Populações mais vulneráveis

Como ensina a sabedoria popular, “a corda sempre arrebenta do lado mais fraco”. São as populações mais vulneráveis as que mais estão sofrendo no pandemônio. O feminicídio no país é um caso de saúde pública que está sendo negligenciado e resulta em aumento significativo do sofrimento psíquico. As mulheres sabem o que é viver com medo da violência, do estupro e do feminicídio, postura que parece indiferente para os homens, agentes dessa crueldade. Do mesmo modo, a violência contra a população LGBTQIA+ teve aumento expressivo. As crianças também padecem com o crescimento da violência e do abuso sexual doméstico, na medida em que tiveram que permanecer fora da escola na pandemia. Somos uma população de maioria negra, e os estudos mostram que essa população é a que mais tem adoecido e morrido de Covid-19, enquanto é a menos priorizada pela campanha de vacinação. E temos em curso, há quinhentos anos, o genocídio dos povos originários, que na pandemia têm sofrido com as perdas de vidas e os ataques sucessivos do governo central. Segundo a pesquisa da FGV, observamos perda relativa de felicidade. De novo, é preciso reconhecer que o cenário nacional nada deixa a dever ao inferno descrito poeticamente por Dante, no século XIV.

O que fazer para mudar

É urgente a população recuperar a capacidade de reconhecer que fazer política é uma questão de sobrevivência. O sentimento de desamparo tem efeitos políticos cuja gravidade resta ainda avaliar. Desamparados, tendemos a aderir ao outro que oferece proteção, mesmo que esse outro esteja mentindo e enganando. Somos levados a negar seus aspectos negativos e aderir a ele como um líder que pode nos salvar. É urgente recuperar a capacidade de pensar como indivíduos adultos, capazes de discriminar entre a verdade e a mentira, buscar informações e conhecimento consistente para nos orientarmos no caos que se tornou o país. O brasileiro parece estar infantilizado e não ter a clareza de que cada um tem que salvar a si mesmo, e a sobrevivência só é possível em ações coletivas e políticas que visem ao bem comum.

Luto em luta

Há uma importante parcela da população que permanece em estado de alerta, transformando o luto em luta, para usar a expressão cunhada nestes tempos sombrios. Já tivemos manifestações em mais de uma centena de cidades brasileiras, unificadas por ideais como “comida no prato, vacina no braço” e pelo impeachment do chefe do Executivo, desde maio de 2021. O mundo está assistindo, estarrecido, ao Brasil se transformar num ameaçador laboratório de novas variantes do SARS-Cov-2, mas também testemunha o nosso desejo de recuperar a felicidade perdida, rumo à transformação deste território de desigualdades e violência em um país civilizado.
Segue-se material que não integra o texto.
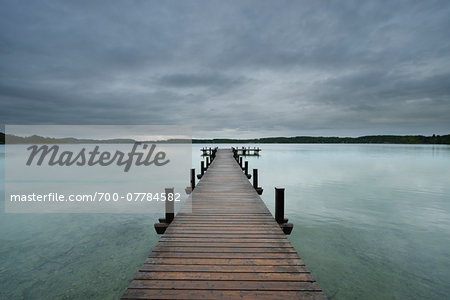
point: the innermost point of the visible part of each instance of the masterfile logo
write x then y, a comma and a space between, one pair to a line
99, 169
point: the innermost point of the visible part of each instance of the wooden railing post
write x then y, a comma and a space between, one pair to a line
170, 207
192, 179
279, 205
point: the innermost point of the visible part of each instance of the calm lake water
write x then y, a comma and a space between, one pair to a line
370, 221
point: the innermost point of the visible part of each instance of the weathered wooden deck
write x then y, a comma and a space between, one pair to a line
229, 247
Clínica Psicológica Virtual

No início da pandemia, criamos a Clínica Psicológica Virtual da UFPA para oferecer atendimento público e gratuito, por meios virtuais, telefone ou videochamada. No interior dessa clínica, vêm-se desenvolvendo pesquisas que serão oportunamente publicadas, mas já é possível dizer que muitas pessoas nos procuraram para relatar o aparecimento de sintomas psicopatológicos que não apresentavam antes, como ansiedade, medo extremo chegando até ao pânico, falta de concentração, dificuldade de conciliar o sono, perda de apetite, tristeza, depressão e melancolia. Também tivemos relatos de intensificação de sintomas já conhecidos, como os rituais de limpeza da casa e do corpo muito mais do que o necessário.

Segundo a literatura especializada, o aumento do sofrimento psíquico era esperado e deveria ter sido objeto de planejamento de políticas públicas para evitar seu agravamento, se a ciência fosse valorizada como é nos países que não estão subjugados ao obscurantismo, ao negacionismo e à corrupção.